= Ara Vardanyan (administrator) =

Armenian executive (born 1977)

Ara Vardanyan (Armenian: Արա Վարդանյան) (born on December 16, 1977) was the executive director of the Hayastan All-Armenian Fund (2007-2018)

In 1999, he graduated from the University of Linguistics, in Yerevan, Armenia. Between 2000 and 2002, Vardanyan worked for the Armenian Ministry of Commerce and Economic Development, Department for Relations with International Organizations and from 2002 to 2004, was the head of Department for Relations with the World Trade Organization and the European Union in the same ministry.

In 2004 he was appointed head of foreign relations with the Hayastan All-Armenian Fund and vice president of the fund starting in 2006. In 2008, he was appointed as head of the executive administration of the fund, and in 2009, the fund's executive director. His appointment was renewed in 2012.

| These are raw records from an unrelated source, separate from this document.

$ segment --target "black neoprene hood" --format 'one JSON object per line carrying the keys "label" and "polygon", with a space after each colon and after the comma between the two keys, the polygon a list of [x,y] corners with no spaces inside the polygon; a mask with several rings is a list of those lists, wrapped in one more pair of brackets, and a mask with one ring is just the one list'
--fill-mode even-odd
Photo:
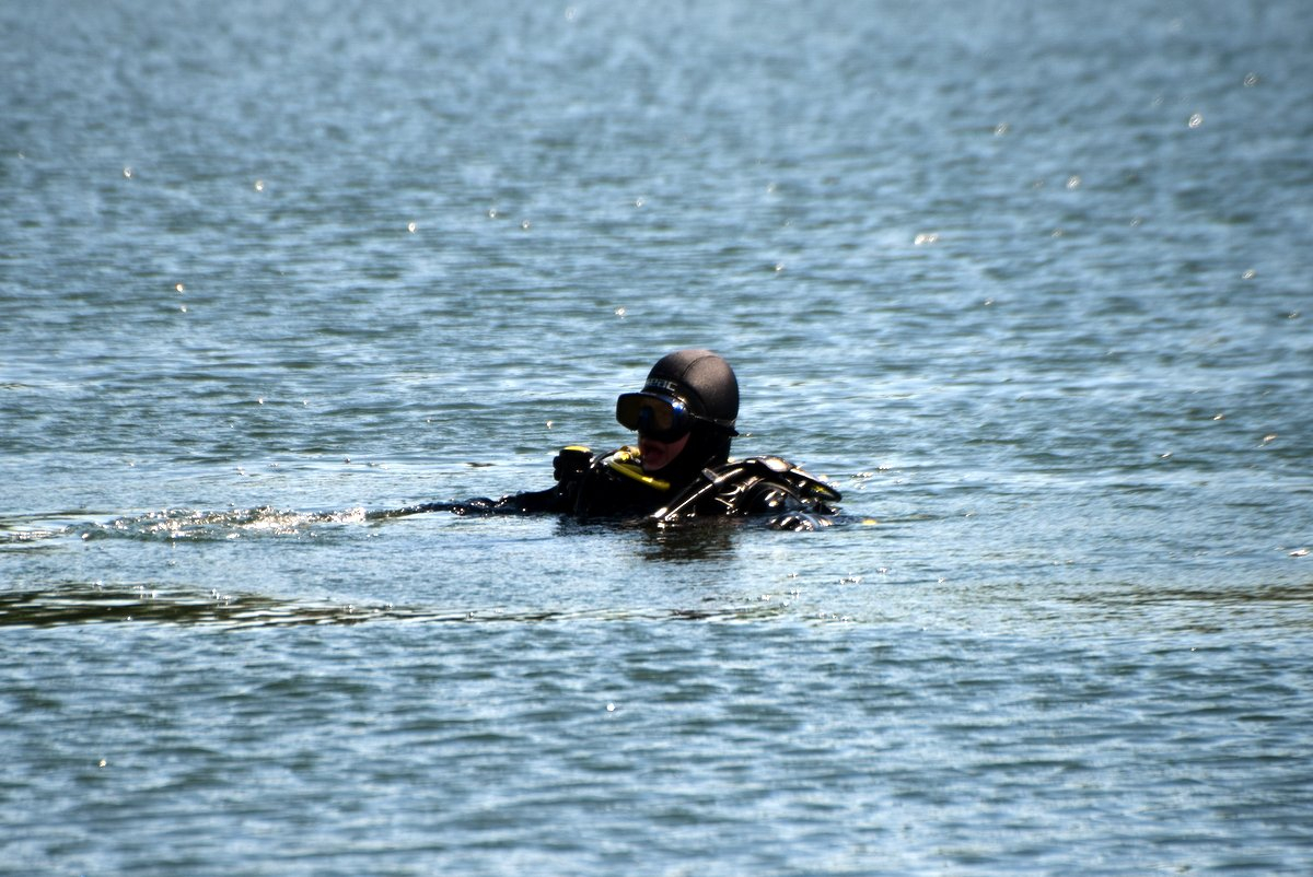
{"label": "black neoprene hood", "polygon": [[738,378],[730,364],[710,351],[689,348],[663,356],[647,373],[643,390],[679,396],[693,414],[729,429],[738,419]]}

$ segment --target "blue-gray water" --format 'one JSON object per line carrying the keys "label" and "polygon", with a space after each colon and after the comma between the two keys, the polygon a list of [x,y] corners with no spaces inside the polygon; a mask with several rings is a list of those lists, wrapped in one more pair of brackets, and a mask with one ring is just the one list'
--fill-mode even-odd
{"label": "blue-gray water", "polygon": [[[0,873],[1313,872],[1310,46],[0,5]],[[695,344],[847,524],[365,520]]]}

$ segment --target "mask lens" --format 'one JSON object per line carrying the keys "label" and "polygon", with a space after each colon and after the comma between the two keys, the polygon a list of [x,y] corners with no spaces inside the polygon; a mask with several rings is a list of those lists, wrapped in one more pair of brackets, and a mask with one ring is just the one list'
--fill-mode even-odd
{"label": "mask lens", "polygon": [[688,432],[681,402],[645,393],[626,393],[620,396],[616,400],[616,420],[628,429],[637,429],[659,441],[679,438]]}

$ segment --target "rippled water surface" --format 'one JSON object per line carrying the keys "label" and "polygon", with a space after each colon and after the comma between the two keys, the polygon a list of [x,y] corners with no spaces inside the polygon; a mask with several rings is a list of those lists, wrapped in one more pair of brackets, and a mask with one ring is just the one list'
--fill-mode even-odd
{"label": "rippled water surface", "polygon": [[[1309,46],[0,7],[0,873],[1309,873]],[[687,345],[840,525],[379,515]]]}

Since the summer of 2018 Vardanyan is under criminal prosecution on the grounds of embezzlement. Particularly, in the summer of 2018, Vardanyan has been charged with embezzlement and as a means of deterrence a bail has been applied against him. Later, in 2019, a new episode of embezzlement has been revealed by the National Security Service of Armenia and the charges brought against Vardanyan have been modified. According to the new charges, Vardanyan is charged with embezzlement and abuse of powers by an official of a non-profit organization. Vardanyan, who had been detained within the scope of the case, has been released on bail.